Which means the assumptions, models, proxies, and tools we have relied on to measure even the visible parts of the funnel require a rethink.

Why is it getting worse?

Three forces are pushing the hidden funnel deeper.

The first is LLM search. When a buyer asks [pick your preferred LLM] to recommend solutions to their problem, they get a synthesised answer. No click. No visit. No trace. Your future customer just formed a strong view about your category, and your analytics registered nothing. The research phase is now happening inside a black box, and the brands that get mentioned are those that have earned genuine authority across the sources those models draw from. Not the ones that mastered SEO.

The second is zero-click search. Even within Google, AI Overviews are answering questions directly on the results page. Recent data suggests 60% of searches now end without a single click to a website. You can rank first and be invisible.

The third is measurement erosion. Stricter cookie consent enforcement, accelerated by GDPR and Google's own Consent Mode requirements, means a significant proportion of the visitors who do reach your site are no longer being recorded. So when your analytics show a decline, the honest question is whether that's a traffic problem or a measurement problem.

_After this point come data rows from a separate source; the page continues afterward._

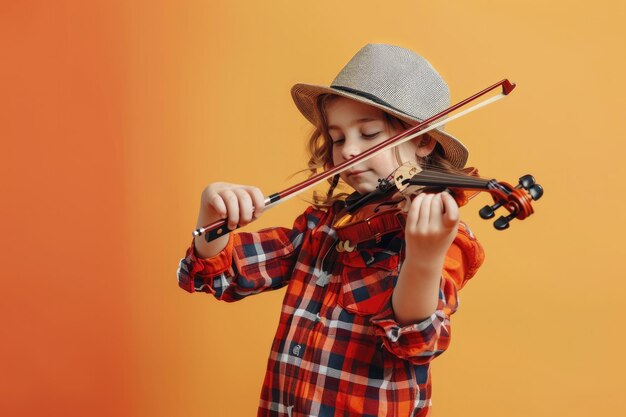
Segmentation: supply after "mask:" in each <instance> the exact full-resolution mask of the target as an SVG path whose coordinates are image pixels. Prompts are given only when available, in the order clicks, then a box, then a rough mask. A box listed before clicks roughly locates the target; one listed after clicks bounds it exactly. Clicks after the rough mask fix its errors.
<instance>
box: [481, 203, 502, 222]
mask: <svg viewBox="0 0 626 417" xmlns="http://www.w3.org/2000/svg"><path fill="white" fill-rule="evenodd" d="M500 206H502V203H496V204H494V205H493V206H489V205H487V206H485V207H483V208H481V209H480V210H479V211H478V214H479V215H480V217H481V218H483V219H490V218H492V217H493V216H494V212H495V211H496V209H497V208H498V207H500Z"/></svg>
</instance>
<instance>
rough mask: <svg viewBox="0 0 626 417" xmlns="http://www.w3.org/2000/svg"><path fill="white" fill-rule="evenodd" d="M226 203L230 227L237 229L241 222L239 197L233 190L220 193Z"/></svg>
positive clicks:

The lights aren't just off. Someone turned the dimmer down.

Marketing for the invisible journey

So what do you do when the funnel you need to influence is the one you cannot see?

The first job is to be present before buyers are looking. That means showing up in the places where opinions form: trade press, analyst reports, review platforms, community forums. These are the sources that LLMs draw from. If you are not in them, you are not in the conversation. It also means investing in brand, not as a soft, unmeasurable luxury, but as the mechanism that puts you in a buyer's consideration set before they ever start searching. The hidden funnel makes the oldest argument in marketing newly urgent.

The second is to invest in tools that can help with measurement, whether that is to understand where you stand in the AI conversation or what factors are impacting your sales. Tools now exist to measure your share of mention across LLMs, which prompts you appear against, which ones you don't. That data should inform your strategy to improve it. Attribution measurement solutions are also improving with a suite of methodologies and platforms that can help you triangulate closer to the truth.

The third job is to create reasons for buyers to step out of the dark early. The creation of assets. Original research they want to share. Frameworks that help them understand their problem. Calculators, benchmarks, assessments with enough utility that someone in research mode will trade their anonymity for access. As a performance marketer at heart, this is what I enjoy the most, finding the thing that brings someone out of the dark. Content designed not to rank but to engage.

The goal isn't to drag buyers into your funnel before they're ready. It's to make sure that when they are ready, you're already familiar to them.

Don’t wait until the lights come on

The hidden funnel has always been there. What's changed is the depth of the dark and the inadequacy of the torches we've been using to navigate it.

The buyers are home. They are thinking, comparing, deciding. The question is whether you have done enough, in the right places, to be part of that thinking before the lights ever come on.

Because by the time they do, by the time someone fills in a form, books a demo, or even just visits your website, the most important work has already been done. In the dark. Without you knowing.

The lights are off. Make sure they are thinking about you.